Unlearning techniques in generative AI models have been used to help models forget specific and undesirable information picked up during training, such as sensitive private data or copyrighted material. However, a new study conducted by researchers at the University of Washington, Princeton, the University of Chicago, USC, and Google suggests that current unlearning techniques can actually degrade models and make them less capable of answering basic questions.
The study found that the most popular unlearning techniques today tend to render models unusable, making them less efficient and accurate. Weijia Shi, a researcher on the study, stated that currently available unlearning methods are not yet ready for real-world scenarios and that there are no efficient methods that enable a model to forget specific data without considerable loss of utility.

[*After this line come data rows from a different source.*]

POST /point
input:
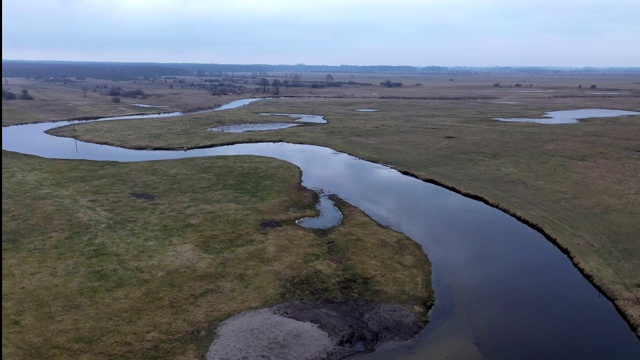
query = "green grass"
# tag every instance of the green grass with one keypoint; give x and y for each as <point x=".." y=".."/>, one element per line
<point x="82" y="257"/>
<point x="577" y="182"/>
<point x="91" y="271"/>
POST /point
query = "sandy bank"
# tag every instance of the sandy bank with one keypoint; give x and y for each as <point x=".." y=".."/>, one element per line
<point x="313" y="330"/>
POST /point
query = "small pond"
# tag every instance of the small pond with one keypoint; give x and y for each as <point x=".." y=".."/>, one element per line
<point x="502" y="290"/>
<point x="572" y="116"/>
<point x="239" y="128"/>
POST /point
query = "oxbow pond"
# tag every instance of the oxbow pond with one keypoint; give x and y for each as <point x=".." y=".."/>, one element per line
<point x="502" y="290"/>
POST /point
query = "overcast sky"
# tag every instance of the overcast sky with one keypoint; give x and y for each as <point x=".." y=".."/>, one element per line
<point x="575" y="33"/>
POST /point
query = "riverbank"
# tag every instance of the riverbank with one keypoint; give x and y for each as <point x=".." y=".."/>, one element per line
<point x="130" y="260"/>
<point x="314" y="330"/>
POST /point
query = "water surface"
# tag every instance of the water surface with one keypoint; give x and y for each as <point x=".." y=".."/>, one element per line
<point x="572" y="116"/>
<point x="502" y="290"/>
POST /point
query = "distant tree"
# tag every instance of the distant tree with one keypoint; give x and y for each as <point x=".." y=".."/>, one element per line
<point x="275" y="84"/>
<point x="264" y="83"/>
<point x="8" y="95"/>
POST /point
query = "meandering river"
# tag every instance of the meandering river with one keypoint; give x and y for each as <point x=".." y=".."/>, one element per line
<point x="502" y="290"/>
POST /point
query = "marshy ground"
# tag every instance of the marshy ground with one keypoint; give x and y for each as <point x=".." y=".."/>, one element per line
<point x="88" y="267"/>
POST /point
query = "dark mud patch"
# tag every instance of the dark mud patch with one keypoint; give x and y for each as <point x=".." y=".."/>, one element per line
<point x="270" y="224"/>
<point x="143" y="196"/>
<point x="355" y="326"/>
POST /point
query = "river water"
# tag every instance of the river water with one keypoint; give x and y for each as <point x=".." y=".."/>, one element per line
<point x="502" y="290"/>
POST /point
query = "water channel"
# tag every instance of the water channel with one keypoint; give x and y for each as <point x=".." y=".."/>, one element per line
<point x="502" y="290"/>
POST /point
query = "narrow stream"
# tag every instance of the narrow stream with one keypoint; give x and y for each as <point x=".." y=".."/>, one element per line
<point x="502" y="290"/>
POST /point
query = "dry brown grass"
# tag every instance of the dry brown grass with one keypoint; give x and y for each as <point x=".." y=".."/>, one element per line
<point x="577" y="182"/>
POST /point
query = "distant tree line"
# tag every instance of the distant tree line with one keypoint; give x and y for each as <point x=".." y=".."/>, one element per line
<point x="127" y="71"/>
<point x="24" y="95"/>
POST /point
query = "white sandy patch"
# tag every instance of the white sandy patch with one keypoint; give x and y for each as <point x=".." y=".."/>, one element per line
<point x="261" y="334"/>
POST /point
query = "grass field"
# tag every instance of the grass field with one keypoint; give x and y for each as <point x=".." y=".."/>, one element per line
<point x="577" y="182"/>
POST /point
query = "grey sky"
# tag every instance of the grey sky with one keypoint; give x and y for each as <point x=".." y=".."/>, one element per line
<point x="572" y="33"/>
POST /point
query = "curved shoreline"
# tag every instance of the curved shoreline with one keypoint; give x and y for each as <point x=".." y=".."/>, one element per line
<point x="633" y="325"/>
<point x="307" y="329"/>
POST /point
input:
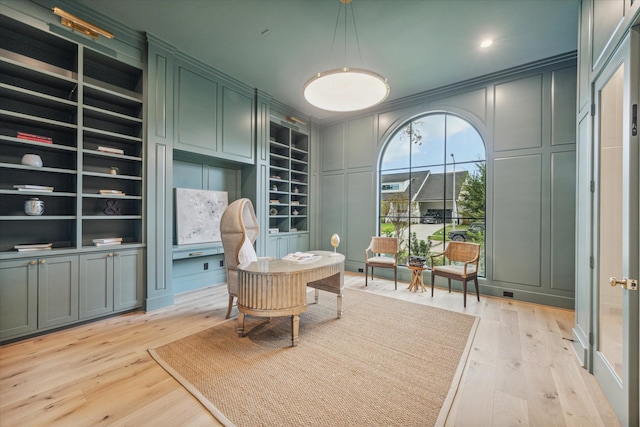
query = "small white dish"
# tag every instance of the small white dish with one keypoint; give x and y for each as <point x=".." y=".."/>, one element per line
<point x="32" y="160"/>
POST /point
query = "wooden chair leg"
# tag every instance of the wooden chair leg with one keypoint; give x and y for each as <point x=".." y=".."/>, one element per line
<point x="464" y="291"/>
<point x="366" y="275"/>
<point x="230" y="306"/>
<point x="432" y="282"/>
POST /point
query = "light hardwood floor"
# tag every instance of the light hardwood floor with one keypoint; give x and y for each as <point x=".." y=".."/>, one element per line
<point x="521" y="370"/>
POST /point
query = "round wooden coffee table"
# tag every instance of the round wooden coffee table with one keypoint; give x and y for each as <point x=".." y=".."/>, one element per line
<point x="416" y="278"/>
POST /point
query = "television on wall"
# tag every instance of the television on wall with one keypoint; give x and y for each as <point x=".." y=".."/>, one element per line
<point x="198" y="214"/>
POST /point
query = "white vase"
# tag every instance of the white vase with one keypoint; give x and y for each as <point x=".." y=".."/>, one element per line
<point x="34" y="207"/>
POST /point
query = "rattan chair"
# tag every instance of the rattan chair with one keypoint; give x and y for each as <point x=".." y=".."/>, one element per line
<point x="383" y="253"/>
<point x="238" y="230"/>
<point x="460" y="262"/>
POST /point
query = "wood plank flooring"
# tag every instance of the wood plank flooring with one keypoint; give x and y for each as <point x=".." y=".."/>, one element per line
<point x="521" y="370"/>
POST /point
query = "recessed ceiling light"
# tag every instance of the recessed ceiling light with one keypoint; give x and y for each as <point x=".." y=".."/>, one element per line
<point x="486" y="43"/>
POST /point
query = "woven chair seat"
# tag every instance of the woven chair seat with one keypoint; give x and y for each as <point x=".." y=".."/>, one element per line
<point x="384" y="260"/>
<point x="456" y="269"/>
<point x="456" y="256"/>
<point x="383" y="253"/>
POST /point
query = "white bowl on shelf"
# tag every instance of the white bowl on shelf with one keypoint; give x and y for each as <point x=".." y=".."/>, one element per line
<point x="32" y="160"/>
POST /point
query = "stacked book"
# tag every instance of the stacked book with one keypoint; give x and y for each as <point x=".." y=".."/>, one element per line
<point x="26" y="247"/>
<point x="28" y="187"/>
<point x="108" y="241"/>
<point x="32" y="137"/>
<point x="112" y="192"/>
<point x="110" y="150"/>
<point x="417" y="261"/>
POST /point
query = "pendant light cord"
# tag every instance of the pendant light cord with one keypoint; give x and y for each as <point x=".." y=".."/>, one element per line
<point x="355" y="30"/>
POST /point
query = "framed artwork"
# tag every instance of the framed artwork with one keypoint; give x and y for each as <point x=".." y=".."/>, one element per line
<point x="198" y="214"/>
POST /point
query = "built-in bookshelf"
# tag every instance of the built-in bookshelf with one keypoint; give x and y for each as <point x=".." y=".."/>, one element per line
<point x="288" y="179"/>
<point x="71" y="182"/>
<point x="80" y="113"/>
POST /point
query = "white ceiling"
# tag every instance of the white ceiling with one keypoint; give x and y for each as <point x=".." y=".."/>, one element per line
<point x="418" y="45"/>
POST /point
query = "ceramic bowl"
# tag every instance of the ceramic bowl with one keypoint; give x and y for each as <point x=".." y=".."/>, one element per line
<point x="32" y="160"/>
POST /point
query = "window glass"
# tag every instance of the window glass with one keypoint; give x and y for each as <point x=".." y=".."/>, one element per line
<point x="432" y="185"/>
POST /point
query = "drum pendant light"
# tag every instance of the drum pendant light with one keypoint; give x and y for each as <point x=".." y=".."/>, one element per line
<point x="346" y="89"/>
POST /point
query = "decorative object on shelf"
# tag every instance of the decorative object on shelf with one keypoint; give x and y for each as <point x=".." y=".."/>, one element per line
<point x="28" y="247"/>
<point x="346" y="89"/>
<point x="335" y="241"/>
<point x="32" y="160"/>
<point x="417" y="261"/>
<point x="110" y="150"/>
<point x="34" y="207"/>
<point x="33" y="137"/>
<point x="80" y="25"/>
<point x="112" y="192"/>
<point x="39" y="188"/>
<point x="112" y="208"/>
<point x="107" y="241"/>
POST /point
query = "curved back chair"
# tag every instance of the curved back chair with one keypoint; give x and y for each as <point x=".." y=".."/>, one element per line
<point x="382" y="253"/>
<point x="239" y="230"/>
<point x="460" y="262"/>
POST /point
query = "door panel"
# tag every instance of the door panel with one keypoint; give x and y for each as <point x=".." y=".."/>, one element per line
<point x="617" y="231"/>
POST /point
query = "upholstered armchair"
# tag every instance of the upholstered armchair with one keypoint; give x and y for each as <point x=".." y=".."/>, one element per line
<point x="460" y="262"/>
<point x="382" y="253"/>
<point x="239" y="230"/>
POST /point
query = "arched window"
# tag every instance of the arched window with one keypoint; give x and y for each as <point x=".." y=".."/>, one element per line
<point x="432" y="185"/>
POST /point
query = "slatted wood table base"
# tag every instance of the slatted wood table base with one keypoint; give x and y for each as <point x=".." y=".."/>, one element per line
<point x="275" y="288"/>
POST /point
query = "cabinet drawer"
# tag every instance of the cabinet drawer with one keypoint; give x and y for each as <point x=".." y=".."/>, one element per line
<point x="194" y="252"/>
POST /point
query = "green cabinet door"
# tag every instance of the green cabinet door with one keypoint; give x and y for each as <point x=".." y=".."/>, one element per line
<point x="299" y="242"/>
<point x="127" y="279"/>
<point x="96" y="289"/>
<point x="57" y="291"/>
<point x="110" y="282"/>
<point x="18" y="297"/>
<point x="237" y="125"/>
<point x="278" y="246"/>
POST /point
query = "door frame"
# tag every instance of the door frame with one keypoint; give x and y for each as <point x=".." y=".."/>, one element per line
<point x="622" y="395"/>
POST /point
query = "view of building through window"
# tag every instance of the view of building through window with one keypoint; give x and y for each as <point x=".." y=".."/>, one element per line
<point x="432" y="186"/>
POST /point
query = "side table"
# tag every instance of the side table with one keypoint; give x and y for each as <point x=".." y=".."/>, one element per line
<point x="416" y="278"/>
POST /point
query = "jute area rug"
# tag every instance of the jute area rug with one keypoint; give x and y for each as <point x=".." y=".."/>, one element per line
<point x="386" y="362"/>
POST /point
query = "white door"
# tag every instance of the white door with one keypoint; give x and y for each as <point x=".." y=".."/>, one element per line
<point x="616" y="231"/>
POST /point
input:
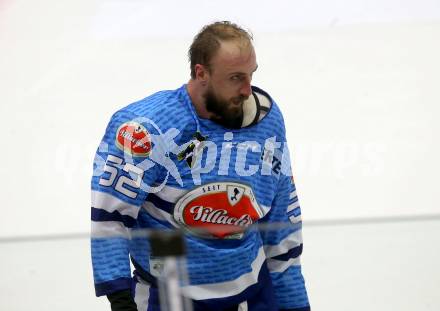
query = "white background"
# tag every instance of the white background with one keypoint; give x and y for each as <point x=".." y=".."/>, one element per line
<point x="358" y="82"/>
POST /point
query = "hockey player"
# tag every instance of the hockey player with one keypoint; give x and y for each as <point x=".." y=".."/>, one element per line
<point x="208" y="158"/>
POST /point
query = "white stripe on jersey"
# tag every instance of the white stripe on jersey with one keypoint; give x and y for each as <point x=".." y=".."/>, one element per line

Generative AI models are statistical systems that learn to predict words, images, speech, music, videos, and other data based on patterns in the training data. They do not possess real intelligence and simply make informed guesses based on the context and patterns they have learned. These models are typically trained on data sourced from public websites and datasets, often without informing or crediting the data’s owners, leading to copyright disputes.
Unlearning techniques have gained attention due to the copyright dilemma and the need to remove sensitive information from existing models. While some vendors have introduced opt-out tools to allow data owners to request the removal of their data from future models, unlearning would provide a more thorough approach to data deletion.
However, unlearning is not as simple as pressing “Delete.” Current unlearning techniques rely on algorithms designed to steer models away from the data they need to unlearn. These algorithms aim to influence the model’s predictions to prevent the output of certain data. The researchers developed a benchmark called MUSE (Machine Unlearning Six-way Evaluation) to test the effectiveness of different unlearning algorithms. The benchmark measures the model’s ability to prevent regurgitation of training data and eliminate the model’s knowledge of that data.
In their study, the researchers found that the tested unlearning algorithms did make models forget certain information but also significantly impacted their general question-answering capabilities. This trade-off presents a challenge in designing effective unlearning methods since knowledge is intricately entangled in the model. Removing copyrighted material, for example, also affects the model’s knowledge of related freely available content.
Currently, there are no solutions to this problem, highlighting the need for further research. Vendors relying on unlearning as a solution to their training data issues will need to find alternative methods to prevent their models from producing undesirable outputs. While a technical breakthrough may make unlearning feasible in the future, for now, it remains a challenge for the field of generative AI.